In the course of the hearing, the grievor’s union representative, as he was entitled to do, took objection to certain questions put by the investigating officer. In particular, when the investigating officer put to the grievor questions relating to a number of accidents said to have been caused by carelessness on the grievor’s part, the union representative took objection after the second of some six accidents was referred to. The objection, as appears from what has been said above, was well taken. The investigating officer was nevertheless entitled to continue with such questions, as it seemed fit to him to do, the objection having its real effect in the proceedings before me.
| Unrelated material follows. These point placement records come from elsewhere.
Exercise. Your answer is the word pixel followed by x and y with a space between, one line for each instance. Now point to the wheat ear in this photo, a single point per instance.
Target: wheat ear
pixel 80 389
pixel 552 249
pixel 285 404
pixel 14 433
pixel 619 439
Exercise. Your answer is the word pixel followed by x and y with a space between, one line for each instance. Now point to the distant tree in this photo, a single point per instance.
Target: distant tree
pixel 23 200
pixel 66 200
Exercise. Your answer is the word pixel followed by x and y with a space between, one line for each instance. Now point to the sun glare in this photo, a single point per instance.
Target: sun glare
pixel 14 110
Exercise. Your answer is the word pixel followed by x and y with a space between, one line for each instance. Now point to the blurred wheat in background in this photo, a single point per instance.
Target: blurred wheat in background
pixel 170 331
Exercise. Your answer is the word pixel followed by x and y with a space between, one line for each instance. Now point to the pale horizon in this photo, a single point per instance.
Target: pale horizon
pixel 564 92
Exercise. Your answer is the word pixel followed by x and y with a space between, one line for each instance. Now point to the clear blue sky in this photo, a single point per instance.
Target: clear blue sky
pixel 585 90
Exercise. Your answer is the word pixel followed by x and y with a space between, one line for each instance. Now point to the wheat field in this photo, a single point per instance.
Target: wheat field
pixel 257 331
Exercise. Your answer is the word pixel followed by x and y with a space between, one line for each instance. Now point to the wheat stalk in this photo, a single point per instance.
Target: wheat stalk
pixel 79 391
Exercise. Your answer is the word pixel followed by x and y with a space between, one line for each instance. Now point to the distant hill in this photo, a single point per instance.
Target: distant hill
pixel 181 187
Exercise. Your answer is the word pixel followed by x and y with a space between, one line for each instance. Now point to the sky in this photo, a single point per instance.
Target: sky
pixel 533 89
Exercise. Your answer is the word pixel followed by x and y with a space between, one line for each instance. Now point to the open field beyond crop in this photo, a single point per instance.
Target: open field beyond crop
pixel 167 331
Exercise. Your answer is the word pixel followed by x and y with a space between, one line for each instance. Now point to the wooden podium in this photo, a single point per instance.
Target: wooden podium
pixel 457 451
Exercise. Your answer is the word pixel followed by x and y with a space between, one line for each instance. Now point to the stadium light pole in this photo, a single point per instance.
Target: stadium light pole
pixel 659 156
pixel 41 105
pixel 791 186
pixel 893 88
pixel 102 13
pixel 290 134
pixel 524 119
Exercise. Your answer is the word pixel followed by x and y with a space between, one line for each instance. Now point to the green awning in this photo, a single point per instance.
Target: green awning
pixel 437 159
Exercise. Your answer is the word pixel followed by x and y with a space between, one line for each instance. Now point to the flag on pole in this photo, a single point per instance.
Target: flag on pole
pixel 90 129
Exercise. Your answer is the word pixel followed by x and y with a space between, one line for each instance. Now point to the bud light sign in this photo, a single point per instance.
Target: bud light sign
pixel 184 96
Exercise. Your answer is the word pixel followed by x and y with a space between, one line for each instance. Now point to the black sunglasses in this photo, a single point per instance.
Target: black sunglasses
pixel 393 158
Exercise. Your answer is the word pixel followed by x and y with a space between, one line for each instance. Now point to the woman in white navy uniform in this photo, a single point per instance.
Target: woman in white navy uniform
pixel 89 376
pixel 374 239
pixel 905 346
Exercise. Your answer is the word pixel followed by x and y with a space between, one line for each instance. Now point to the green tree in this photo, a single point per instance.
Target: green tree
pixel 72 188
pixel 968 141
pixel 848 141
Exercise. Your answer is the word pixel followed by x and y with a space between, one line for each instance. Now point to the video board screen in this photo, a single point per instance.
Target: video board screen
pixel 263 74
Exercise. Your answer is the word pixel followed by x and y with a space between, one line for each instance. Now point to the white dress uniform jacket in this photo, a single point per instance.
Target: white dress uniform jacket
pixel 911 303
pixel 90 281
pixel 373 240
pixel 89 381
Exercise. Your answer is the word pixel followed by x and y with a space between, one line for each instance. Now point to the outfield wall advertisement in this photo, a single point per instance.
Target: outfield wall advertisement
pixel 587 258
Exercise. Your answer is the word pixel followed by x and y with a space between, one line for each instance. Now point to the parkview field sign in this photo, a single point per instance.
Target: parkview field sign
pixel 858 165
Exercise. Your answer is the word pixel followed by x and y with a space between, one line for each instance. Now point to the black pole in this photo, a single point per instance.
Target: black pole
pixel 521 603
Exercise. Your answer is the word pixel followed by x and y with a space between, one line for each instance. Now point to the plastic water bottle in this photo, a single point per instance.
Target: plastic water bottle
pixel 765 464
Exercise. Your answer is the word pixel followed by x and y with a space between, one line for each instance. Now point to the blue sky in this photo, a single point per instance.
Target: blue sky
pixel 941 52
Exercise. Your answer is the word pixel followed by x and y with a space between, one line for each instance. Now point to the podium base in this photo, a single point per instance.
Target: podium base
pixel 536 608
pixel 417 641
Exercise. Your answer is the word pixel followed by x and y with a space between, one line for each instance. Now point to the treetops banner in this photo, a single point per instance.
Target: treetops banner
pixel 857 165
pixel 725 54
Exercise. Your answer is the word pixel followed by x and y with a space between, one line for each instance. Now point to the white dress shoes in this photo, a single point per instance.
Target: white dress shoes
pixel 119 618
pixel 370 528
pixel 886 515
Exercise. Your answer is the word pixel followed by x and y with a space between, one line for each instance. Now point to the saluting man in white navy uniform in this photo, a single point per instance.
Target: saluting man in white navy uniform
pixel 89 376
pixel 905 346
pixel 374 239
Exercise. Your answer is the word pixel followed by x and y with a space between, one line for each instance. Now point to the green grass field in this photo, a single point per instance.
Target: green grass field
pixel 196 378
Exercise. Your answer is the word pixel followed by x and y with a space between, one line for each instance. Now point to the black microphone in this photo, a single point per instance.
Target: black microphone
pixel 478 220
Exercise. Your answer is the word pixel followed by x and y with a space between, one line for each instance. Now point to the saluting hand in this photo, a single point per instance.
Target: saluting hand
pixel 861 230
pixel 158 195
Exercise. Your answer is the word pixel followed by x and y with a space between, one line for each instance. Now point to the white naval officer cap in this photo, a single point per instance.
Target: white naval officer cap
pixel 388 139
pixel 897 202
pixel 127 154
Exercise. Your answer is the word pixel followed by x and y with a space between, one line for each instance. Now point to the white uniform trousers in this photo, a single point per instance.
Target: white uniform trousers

The Union’s point with respect to this is, however, that its objection was not recorded in the transcript of the investigation at the point at which it was made, but rather after the whole series of questions had been put. Clearly the transcript is inaccurate to this extent. It would have been better had the investigating officer recorded the objection as it was made, so that the report of the investigation would accurately describe the course of events. In the circumstances of the case, however, I cannot conclude that this inaccuracy vitiates the whole investigation, or that it in fact prejudiced the Union’s case in any way.

Generally, it cannot be said that the investigation was unfair. The grievor expressed his satisfaction with the manner in which it was conducted and the union representative was given the opportunity to suggest lines of questioning which he wished to have developed. It is clear that the grievor was given an opportunity to give his account of the matter, and that he did so. Thereafter, as has been noted, discipline was imposed. I have indicated my view that there was just cause for discipline, although; since the Company improper relied on an alleged record of carelessness, the discipline imposed was too severe.

For the foregoing reasons it is my award that the discipline imposed on the grievor be reduced to the assessment of five demerit marks.